The Trump administration yesterday took two actions that could effectively prevent Huawei from buying US technology and prevent it from selling products to US companies.
An executive order issued by President Trump and a separate action taken by the US Commerce Department could “cut the Chinese telecommunications giant off from American suppliers and ban it from doing business in the US,” The Wall Street Journal wrote.
The order doesn’t mention Huawei or China by name, but it was widely seen as targeting Huawei and other Chinese companies such as ZTE. Huawei is the second-biggest smartphone vendor in the world, according to IDC, and it sells a large amount of network equipment to telecom providers and other companies.
Trump’s executive order “declar[ed] a national emergency and barr[ed] US companies from using telecommunications equipment made by firms posing a national security risk,” Reuters wrote. The executive order applies to future transactions only.
Shortly after Trump’s executive order, “the Commerce Department said it had added Huawei and 70 affiliates to its so-called Entity List—a move that bans the telecom giant from buying parts and components from US companies without US government approval,” Reuters also wrote.
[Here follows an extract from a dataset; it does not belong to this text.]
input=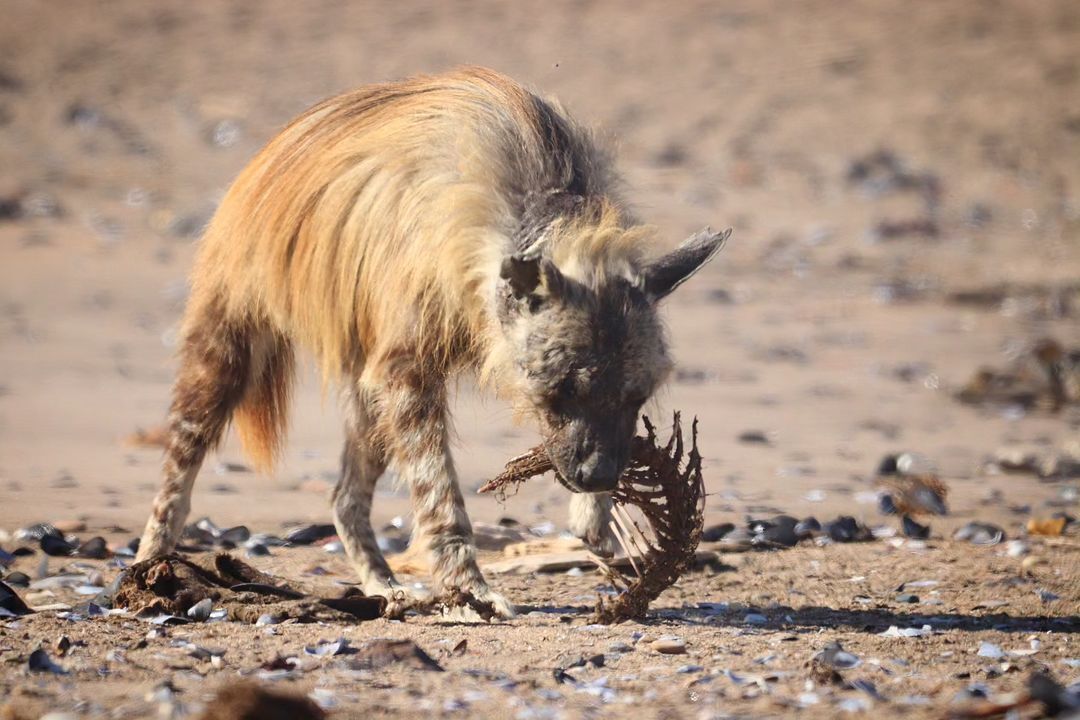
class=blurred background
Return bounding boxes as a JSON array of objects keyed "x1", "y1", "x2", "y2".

This will make it difficult for Huawei to sell some products because of its reliance on US-made parts, and could potentially put its use of the Google Play store and Google apps on Android devices in jeopardy. ZTE had to shut down temporarily last year after a similar ban prevented it from using Qualcomm chips and Google software. (Huawei makes its own smartphone chips.)
However, the Commerce Department hasn’t yet announced all the exact details of the new restrictions, so it’s hard to make specific predictions of what products will be affected. The US agency said it “will issue regulations within 150 days to establish procedures for reviewing such transactions.”